What I’ve learnt the very hard way is that mental illness is as real as every other serious illness out there. It’s disabling and is so much harder to understand than other illnesses because people can’t see it and for all intents and purposes the person with a mental illness seems to function OK and they look normal. But the hardest thing I’ve learnt over the last few years is that sometimes mental illness can be terminal.

People who are very precious to me have been diagnosed with depression and are being medicated for that illness. They’ve often thought about ending their own life. They don’t know why they feel like they do it’s just there. ALL. THE. TIME. Sometimes they only way they feel any better is to hurt themselves.

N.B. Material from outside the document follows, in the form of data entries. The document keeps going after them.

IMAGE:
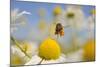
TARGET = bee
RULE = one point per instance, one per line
(59, 29)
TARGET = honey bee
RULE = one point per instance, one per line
(59, 29)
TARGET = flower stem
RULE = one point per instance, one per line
(17, 44)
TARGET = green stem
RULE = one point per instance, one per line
(17, 44)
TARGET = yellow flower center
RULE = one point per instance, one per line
(49, 49)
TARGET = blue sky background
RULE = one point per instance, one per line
(33, 19)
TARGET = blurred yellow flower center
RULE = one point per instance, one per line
(93, 11)
(70, 15)
(49, 49)
(57, 10)
(89, 51)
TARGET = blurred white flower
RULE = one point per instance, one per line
(19, 55)
(70, 57)
(18, 19)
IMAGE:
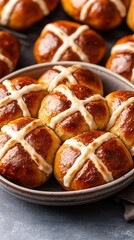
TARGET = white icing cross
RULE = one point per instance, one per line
(88, 152)
(118, 3)
(17, 95)
(77, 105)
(118, 111)
(128, 46)
(18, 137)
(9, 7)
(68, 41)
(64, 73)
(7, 61)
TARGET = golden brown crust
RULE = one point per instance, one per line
(124, 124)
(17, 18)
(130, 16)
(102, 15)
(122, 61)
(79, 74)
(17, 164)
(75, 120)
(10, 110)
(91, 44)
(9, 49)
(112, 153)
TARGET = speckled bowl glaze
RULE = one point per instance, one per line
(51, 193)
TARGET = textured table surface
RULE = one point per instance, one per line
(21, 220)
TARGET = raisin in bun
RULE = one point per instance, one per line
(22, 14)
(121, 123)
(121, 59)
(19, 97)
(69, 41)
(27, 150)
(9, 53)
(73, 109)
(74, 74)
(91, 159)
(130, 16)
(100, 14)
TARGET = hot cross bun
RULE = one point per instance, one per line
(121, 59)
(19, 97)
(27, 150)
(100, 14)
(9, 53)
(74, 74)
(69, 41)
(121, 123)
(73, 109)
(91, 159)
(130, 16)
(22, 14)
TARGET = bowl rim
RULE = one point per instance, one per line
(68, 63)
(47, 193)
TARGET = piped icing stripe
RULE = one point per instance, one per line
(17, 95)
(68, 41)
(118, 111)
(128, 46)
(43, 6)
(7, 61)
(18, 137)
(64, 73)
(9, 7)
(76, 105)
(85, 9)
(88, 152)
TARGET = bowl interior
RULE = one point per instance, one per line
(51, 192)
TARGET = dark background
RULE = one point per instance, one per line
(33, 33)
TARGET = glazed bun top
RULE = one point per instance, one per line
(13, 12)
(69, 41)
(74, 74)
(19, 97)
(9, 53)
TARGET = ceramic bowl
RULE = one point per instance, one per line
(51, 193)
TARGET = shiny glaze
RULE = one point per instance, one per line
(27, 152)
(13, 12)
(100, 14)
(86, 44)
(112, 153)
(130, 16)
(74, 74)
(121, 59)
(9, 53)
(124, 123)
(71, 109)
(19, 97)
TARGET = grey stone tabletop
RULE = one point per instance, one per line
(21, 220)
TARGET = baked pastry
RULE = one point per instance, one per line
(27, 150)
(13, 13)
(91, 159)
(100, 14)
(19, 97)
(9, 53)
(121, 59)
(69, 41)
(73, 109)
(74, 74)
(130, 16)
(121, 123)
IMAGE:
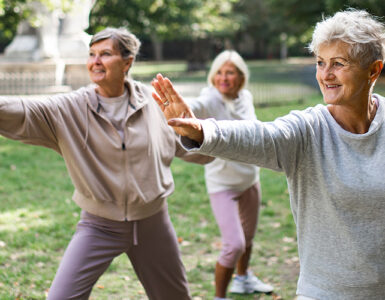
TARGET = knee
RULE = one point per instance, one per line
(231, 253)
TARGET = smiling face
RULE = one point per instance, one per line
(228, 80)
(341, 79)
(106, 67)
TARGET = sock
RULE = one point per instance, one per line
(241, 277)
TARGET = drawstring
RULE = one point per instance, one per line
(149, 134)
(87, 128)
(135, 232)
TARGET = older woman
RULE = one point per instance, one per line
(118, 149)
(233, 187)
(333, 157)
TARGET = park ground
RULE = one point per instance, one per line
(38, 217)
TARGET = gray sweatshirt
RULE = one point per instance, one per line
(337, 193)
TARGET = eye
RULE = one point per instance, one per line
(338, 64)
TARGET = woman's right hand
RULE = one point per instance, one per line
(177, 112)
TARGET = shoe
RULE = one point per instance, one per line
(249, 284)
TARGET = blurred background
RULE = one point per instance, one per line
(44, 43)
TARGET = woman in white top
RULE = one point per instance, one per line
(233, 187)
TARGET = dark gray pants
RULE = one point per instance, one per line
(150, 244)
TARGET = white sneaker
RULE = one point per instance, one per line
(249, 285)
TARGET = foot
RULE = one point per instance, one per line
(249, 284)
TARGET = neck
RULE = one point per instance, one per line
(354, 119)
(111, 91)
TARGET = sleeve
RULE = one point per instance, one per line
(276, 145)
(192, 157)
(29, 121)
(244, 106)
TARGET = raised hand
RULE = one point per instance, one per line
(177, 112)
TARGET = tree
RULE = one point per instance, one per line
(12, 12)
(160, 20)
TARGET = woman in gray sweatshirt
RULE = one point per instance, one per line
(333, 156)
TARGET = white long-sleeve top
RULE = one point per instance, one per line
(224, 174)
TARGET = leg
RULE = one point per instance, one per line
(249, 204)
(157, 260)
(222, 278)
(85, 260)
(225, 209)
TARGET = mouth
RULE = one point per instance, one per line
(332, 86)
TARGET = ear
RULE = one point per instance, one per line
(375, 70)
(128, 64)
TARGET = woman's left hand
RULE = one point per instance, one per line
(177, 112)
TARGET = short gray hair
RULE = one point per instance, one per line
(364, 32)
(126, 42)
(231, 56)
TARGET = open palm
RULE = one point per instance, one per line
(177, 112)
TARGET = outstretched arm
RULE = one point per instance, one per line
(177, 112)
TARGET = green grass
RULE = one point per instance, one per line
(37, 220)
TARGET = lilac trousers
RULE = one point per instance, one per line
(150, 244)
(237, 216)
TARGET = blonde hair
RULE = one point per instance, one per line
(364, 32)
(233, 57)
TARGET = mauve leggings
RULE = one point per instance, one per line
(237, 216)
(150, 244)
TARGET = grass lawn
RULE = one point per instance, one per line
(38, 218)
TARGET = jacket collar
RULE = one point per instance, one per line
(137, 97)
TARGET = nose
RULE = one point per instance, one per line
(327, 73)
(95, 59)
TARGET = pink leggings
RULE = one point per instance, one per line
(150, 244)
(237, 216)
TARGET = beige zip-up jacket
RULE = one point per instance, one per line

I can’t say that I understand it as I’ve never suffered from depression. I can tell you though as a thinking, feeling human being I’ve grieved for my loved ones as they’ve fought their battles every day. I often feel that I can’t ever sleep soundly again because I know that at any stage in their life they may fall down again and that time they may not be able to see how to get back up again. They may not ask me for my help one day and I’ll be left questioning what I missed and how I could have changed things. And the drugs and counselling can certainly help but there’s always a nagging question in the back of their mind – “What if it comes back?”.

What I would like to say is that I’m so proud of anyone who’s fighting this loneliest of battles and I will be a champion for you until society realises it’s just the same as a physical disease. You can’t control it and you can’t help it. I will always stand up for you against bullies like this jerk.

And lastly to the radio presenter in question – I hope you felt powerful as you sat behind your keyboard belittling someone who’s already struggling so much. The rest of us who were unfortunate enough to read your opinions thought you were the tool, not the celeb you were attacking. I hope you’re feeling important, I hope you felt the ego stroke. Because it’s very uncool to kick someone when they’re already so far down.

And furthermore Mr Radio DJ, if you have children, I sincerely hope they are happy and healthy and see all the joy and wonder that this world has to offer. I would hope that they never experience pain or sickness, particularly of the mental kind. Because I worry that your opinions of these illnesses would prevent them from coming to you with their burdens and I of all people know where that can lead. I hope that your arrogance gives way to understanding and acceptance one day.

Lastly sir, I must thank you for giving me the courage to speak out loud about this issue. If you hadn’t had been so awful I may never have had the chance to stand up and say that I am not ashamed to support anyone who struggles with this disease. I will not accept your cruelty and I hope you find yourself the marginalised minority in this debate. Because I truly hope that one day we all can accept mental illness as easily as physical illness and the people who struggle with it can stand tall and ask any one of us for help.

It may be a while off yet, but I have to believe we can get there.


*Remember – never be afraid to ask someone R U OK? And if you are struggling never be ashamed to ask for help.*

Lifeline Australia – 13 11 14

Beyond Blue – http://www.beyondblue.org.au

2 thoughts on “Hey Mr DJ! I think we need to talk….

  1. Hear! Hear!
    It’s easy in this technological age for people to behave in a way contrary to how they would if they were face to face. When you face someone you see a human being , perfectly imperfect, and you are reminded that you are human too.
    It would be interesting to see how Mr DJ’s message changed if he was facing the person this story was about…

    Liked by 1 person

  2. I read your article with great interest as I for one have been in the very position you speak of and I know still after thirty years some people ( even family ) look at me and wonder if i am OK. thanks for bringing this to our attention.